= Perseveration =

Repetition of some action despite the cessation of stimulus

Perseveration, in the fields of psychology, psychiatry, and speech–language pathology, is the repetition of a particular response (such as a word, phrase, or gesture) regardless of the absence or cessation of a stimulus. It is usually caused by a brain injury or other organic disorder. Symptoms include "lacking ability to transition or switch ideas appropriately with the social context, as evidenced by the repetition of words or gestures after they have ceased to be socially relevant or appropriate", or the "act or task of doing so", and are not better described as stereotypy (a highly repetitive idiosyncratic behaviour).

In a broader sense, it is used for a wide range of functionless behaviours that arise from a failure of the brain to either inhibit prepotent responses or to allow its usual progress to a different behavior, and includes impairment in set shifting and task switching in social and other contexts.

The primary definition of perseveration in biology and clinical psychiatry involves some form of response repetition or the inability to undertake set shifting (changing of goals, tasks or activities) as required, and is usually evidenced by behaviours such as words and gestures continuing to be repeated despite absence or cessation of a stimulus.

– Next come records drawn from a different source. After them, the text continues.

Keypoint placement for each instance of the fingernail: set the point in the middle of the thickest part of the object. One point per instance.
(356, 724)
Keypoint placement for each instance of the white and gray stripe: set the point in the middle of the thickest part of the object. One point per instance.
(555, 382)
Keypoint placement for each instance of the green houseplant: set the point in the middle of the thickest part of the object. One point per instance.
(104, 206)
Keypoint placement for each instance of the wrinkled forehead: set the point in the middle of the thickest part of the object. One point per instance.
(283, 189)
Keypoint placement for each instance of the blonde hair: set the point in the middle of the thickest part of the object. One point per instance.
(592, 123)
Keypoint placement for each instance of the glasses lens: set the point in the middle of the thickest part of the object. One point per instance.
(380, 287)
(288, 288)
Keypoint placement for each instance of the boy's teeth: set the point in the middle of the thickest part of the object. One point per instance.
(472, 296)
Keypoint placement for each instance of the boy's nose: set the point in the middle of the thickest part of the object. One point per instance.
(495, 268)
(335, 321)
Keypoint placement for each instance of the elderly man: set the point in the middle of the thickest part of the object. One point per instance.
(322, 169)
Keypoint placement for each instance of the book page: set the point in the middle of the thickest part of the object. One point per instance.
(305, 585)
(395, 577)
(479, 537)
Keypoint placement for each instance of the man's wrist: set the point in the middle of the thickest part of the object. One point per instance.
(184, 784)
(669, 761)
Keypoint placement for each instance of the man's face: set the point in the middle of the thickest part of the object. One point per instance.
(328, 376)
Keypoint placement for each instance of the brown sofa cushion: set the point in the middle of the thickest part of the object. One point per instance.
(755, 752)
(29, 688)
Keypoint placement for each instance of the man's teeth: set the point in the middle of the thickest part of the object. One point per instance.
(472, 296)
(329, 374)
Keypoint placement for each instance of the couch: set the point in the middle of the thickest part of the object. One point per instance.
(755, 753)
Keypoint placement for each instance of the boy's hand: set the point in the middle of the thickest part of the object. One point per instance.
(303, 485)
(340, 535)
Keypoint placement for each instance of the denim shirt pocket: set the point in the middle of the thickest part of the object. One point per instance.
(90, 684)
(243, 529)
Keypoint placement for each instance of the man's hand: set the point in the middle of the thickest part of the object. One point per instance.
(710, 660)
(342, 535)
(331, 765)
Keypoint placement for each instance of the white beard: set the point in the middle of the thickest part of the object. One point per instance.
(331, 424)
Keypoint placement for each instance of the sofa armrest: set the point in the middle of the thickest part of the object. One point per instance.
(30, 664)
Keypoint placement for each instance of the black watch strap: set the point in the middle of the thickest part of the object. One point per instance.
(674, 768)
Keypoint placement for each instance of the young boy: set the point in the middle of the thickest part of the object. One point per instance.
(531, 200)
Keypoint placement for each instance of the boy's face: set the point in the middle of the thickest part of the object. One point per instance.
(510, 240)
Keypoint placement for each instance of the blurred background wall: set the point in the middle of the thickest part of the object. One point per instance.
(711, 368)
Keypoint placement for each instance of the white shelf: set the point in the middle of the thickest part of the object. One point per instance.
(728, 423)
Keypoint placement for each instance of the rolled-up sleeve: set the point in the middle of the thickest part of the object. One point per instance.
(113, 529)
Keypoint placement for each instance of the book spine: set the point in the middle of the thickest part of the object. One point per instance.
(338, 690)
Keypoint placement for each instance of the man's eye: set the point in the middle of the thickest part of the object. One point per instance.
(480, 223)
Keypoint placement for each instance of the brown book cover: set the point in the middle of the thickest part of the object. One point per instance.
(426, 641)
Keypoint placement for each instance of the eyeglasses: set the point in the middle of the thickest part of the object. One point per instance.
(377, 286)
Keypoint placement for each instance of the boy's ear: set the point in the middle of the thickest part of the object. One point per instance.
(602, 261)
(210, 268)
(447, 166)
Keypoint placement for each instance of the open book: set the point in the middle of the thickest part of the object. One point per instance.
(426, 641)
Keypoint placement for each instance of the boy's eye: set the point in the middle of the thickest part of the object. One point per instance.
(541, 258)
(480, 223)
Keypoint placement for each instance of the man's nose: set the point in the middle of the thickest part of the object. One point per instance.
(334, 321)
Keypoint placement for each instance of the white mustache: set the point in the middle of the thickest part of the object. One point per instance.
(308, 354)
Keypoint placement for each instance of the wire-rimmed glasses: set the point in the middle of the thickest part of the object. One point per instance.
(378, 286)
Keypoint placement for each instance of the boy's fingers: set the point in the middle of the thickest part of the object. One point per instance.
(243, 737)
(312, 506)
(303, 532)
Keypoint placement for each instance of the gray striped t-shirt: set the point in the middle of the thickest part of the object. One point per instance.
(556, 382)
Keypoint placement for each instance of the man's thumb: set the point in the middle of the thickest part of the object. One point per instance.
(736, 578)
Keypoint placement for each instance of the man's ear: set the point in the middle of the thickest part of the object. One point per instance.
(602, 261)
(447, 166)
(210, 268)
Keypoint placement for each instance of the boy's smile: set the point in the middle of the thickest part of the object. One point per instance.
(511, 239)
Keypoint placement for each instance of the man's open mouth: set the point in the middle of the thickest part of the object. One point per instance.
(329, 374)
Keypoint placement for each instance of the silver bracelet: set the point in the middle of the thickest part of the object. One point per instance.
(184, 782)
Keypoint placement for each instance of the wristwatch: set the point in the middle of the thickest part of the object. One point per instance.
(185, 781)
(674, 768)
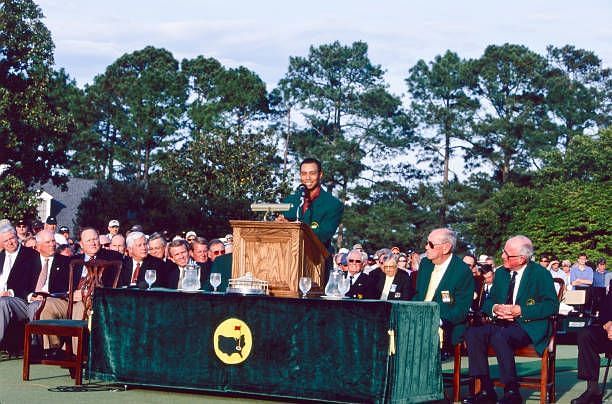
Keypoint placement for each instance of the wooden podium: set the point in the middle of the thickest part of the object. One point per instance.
(279, 253)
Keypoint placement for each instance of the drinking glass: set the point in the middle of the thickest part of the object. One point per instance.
(344, 285)
(215, 280)
(305, 284)
(150, 276)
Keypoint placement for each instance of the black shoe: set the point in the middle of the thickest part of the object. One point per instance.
(511, 397)
(588, 397)
(484, 397)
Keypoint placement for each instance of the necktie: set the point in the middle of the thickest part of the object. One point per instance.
(42, 278)
(136, 272)
(510, 297)
(434, 281)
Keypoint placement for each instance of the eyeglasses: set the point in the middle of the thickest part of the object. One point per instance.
(432, 245)
(508, 255)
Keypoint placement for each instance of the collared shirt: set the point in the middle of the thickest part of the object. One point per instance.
(49, 260)
(436, 276)
(517, 282)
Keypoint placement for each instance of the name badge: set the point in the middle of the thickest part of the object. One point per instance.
(445, 296)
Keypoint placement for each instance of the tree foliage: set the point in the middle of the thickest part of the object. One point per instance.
(34, 128)
(568, 218)
(18, 202)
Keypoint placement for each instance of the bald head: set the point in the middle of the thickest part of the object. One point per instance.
(45, 243)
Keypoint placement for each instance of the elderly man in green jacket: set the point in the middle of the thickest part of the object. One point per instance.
(445, 279)
(522, 299)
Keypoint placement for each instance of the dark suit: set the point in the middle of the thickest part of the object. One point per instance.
(58, 273)
(538, 301)
(149, 262)
(401, 288)
(458, 281)
(20, 278)
(592, 341)
(361, 288)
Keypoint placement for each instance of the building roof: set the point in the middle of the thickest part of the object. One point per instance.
(65, 203)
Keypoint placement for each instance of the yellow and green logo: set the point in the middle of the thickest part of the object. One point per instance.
(232, 341)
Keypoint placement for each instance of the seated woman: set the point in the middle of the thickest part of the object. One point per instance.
(395, 284)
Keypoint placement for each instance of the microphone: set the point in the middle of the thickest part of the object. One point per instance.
(302, 189)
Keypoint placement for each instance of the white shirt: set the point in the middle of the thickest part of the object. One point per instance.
(517, 282)
(49, 264)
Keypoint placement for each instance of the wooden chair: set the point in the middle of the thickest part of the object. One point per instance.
(69, 327)
(545, 382)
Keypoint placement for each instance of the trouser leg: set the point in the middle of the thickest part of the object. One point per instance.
(504, 342)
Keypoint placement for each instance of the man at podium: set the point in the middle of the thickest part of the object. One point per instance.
(313, 205)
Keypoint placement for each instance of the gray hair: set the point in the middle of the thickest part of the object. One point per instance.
(525, 246)
(132, 237)
(449, 236)
(7, 228)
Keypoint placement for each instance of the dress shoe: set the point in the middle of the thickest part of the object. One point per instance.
(484, 397)
(511, 397)
(588, 397)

More broadly in clinical psychology, it describes mental or physical behaviours which are not excessive in terms of quantity but are apparently both functionless and involve a narrow range of behaviours.

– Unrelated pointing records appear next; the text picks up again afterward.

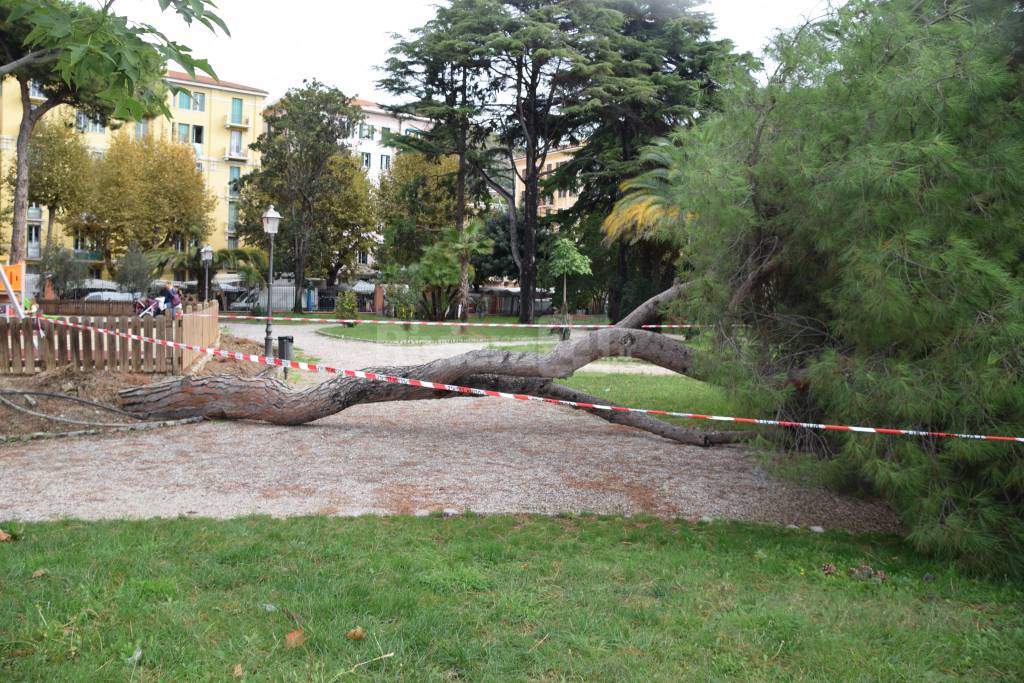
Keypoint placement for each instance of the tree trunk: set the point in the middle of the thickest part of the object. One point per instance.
(617, 284)
(19, 224)
(460, 223)
(267, 399)
(527, 265)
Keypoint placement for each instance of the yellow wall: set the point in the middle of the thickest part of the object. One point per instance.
(215, 120)
(559, 200)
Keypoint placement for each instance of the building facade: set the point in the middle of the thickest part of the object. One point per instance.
(371, 140)
(217, 119)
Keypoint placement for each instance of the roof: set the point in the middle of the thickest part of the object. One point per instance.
(206, 80)
(567, 150)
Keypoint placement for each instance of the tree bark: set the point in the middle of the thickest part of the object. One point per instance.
(51, 215)
(619, 283)
(648, 310)
(29, 118)
(282, 406)
(19, 224)
(267, 399)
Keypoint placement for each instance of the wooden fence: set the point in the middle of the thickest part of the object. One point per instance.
(25, 351)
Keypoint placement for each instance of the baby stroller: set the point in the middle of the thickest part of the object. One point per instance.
(150, 306)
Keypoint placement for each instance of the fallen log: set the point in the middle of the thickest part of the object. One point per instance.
(268, 399)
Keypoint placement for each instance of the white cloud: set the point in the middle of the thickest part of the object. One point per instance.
(273, 45)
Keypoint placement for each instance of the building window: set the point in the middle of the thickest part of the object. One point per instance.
(81, 244)
(236, 145)
(88, 124)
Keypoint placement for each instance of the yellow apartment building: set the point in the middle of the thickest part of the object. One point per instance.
(562, 199)
(217, 119)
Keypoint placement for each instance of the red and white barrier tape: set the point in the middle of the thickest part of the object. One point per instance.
(314, 368)
(434, 324)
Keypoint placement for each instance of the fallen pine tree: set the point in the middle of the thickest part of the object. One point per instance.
(268, 399)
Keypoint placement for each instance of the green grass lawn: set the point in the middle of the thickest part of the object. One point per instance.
(489, 598)
(416, 334)
(660, 392)
(323, 313)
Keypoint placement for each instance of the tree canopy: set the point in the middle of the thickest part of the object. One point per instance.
(853, 228)
(89, 58)
(306, 129)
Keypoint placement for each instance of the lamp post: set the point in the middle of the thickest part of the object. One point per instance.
(270, 220)
(206, 255)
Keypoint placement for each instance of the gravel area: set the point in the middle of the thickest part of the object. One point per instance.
(455, 455)
(355, 354)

Etymologically, the term derives from "persevere", meaning "to continue determinedly", from Latin "perseverare", meaning "to persist": persistent behaviour directed toward an identifiable goal is called "perseverance", but when not directed toward such a goal is called "perseveration". In general English, "perseveration" refers to insistent or redundant repetition, not necessarily in a clinical context.

==Associated conditions and manifestations==
Perseveration of thought indicates an inability to switch ideas or responses. An example of perseveration is, during a conversation, if an issue has been fully explored and discussed to a point of resolution, it is not uncommon for something to trigger the reinvestigation of the matter. This can happen at any time during a conversation.

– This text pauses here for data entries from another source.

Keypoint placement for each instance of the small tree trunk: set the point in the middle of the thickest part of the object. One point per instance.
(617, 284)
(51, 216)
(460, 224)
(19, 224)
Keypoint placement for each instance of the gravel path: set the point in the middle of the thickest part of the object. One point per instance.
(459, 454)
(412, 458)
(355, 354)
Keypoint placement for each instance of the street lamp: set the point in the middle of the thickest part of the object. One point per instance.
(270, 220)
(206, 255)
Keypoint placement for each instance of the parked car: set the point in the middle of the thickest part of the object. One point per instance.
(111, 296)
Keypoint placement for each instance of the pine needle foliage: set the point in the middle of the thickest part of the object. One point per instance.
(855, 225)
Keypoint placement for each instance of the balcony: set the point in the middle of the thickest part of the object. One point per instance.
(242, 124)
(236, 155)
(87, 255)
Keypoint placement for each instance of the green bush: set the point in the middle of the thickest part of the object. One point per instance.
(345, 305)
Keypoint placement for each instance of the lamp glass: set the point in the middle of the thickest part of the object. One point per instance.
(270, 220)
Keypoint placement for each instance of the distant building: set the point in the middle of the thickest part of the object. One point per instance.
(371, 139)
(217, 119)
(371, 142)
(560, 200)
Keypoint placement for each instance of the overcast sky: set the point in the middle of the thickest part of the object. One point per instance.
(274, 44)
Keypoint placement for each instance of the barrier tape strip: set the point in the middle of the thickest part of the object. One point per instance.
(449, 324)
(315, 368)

Physical brain injury, trauma or damage
- Perseveration is particularly common with those who have had traumatic brain injury.
- Perseveration is sometimes a feature of frontal lobe lesions, and of other conditions involving dysfunction or dysregulation within the frontal lobe. This is especially true when the lateral orbitofrontal cortex or inferior prefrontal convexity (Brodmann areas 47/12) are affected.
- Perseveration is also sometimes seen as a symptom of aphasia.

Other neurological conditions
- Perseveration is a common feature of frontal lobe syndrome, as well as neurodegenerative diseases such as progressive supranuclear palsy, corticobasal syndrome and chronic acetogenin poisoning.
- Perseveration may also refer to the obsessive and highly selective interests of individuals on the autism spectrum.
- In attention deficit hyperactivity disorder (ADHD), perseveration or "hyperfocus" commonly occurs as an impairment of set shifting and task switching.
- In people who are both intellectually gifted and have a learning disability, the state of hyperfocus and flow can be confounded with perseveration.
- Apart from their direct symptoms, people with obsessive–compulsive disorder can have specific problems with set shifting and inhibition of prepotent responses.

Confounds (conditions with similar appearing symptoms)
- Perseveration may be confused with habitual behaviours in a number of other conditions and disorders, such as obsessive–compulsive disorder, including post-traumatic stress disorder (PTSD), body dysmorphic disorder, trichotillomania, and habit problems. However, in animal experiments, it is possible to distinguish cognitive perseveration from repetition due to a motor disorder. For example, under low doses of amphetamine an animal will perseverate in maintaining an arbitrary object preference even when different motor responses are required to maintain that preference.

Unproven:
- Several researchers have tried to connect perseveration with a lack of memory inhibition (the idea that the person might be repeating a certain answer because they have not been able to forget a past question and move on to the current subject); however, this connection could not be found, or was small.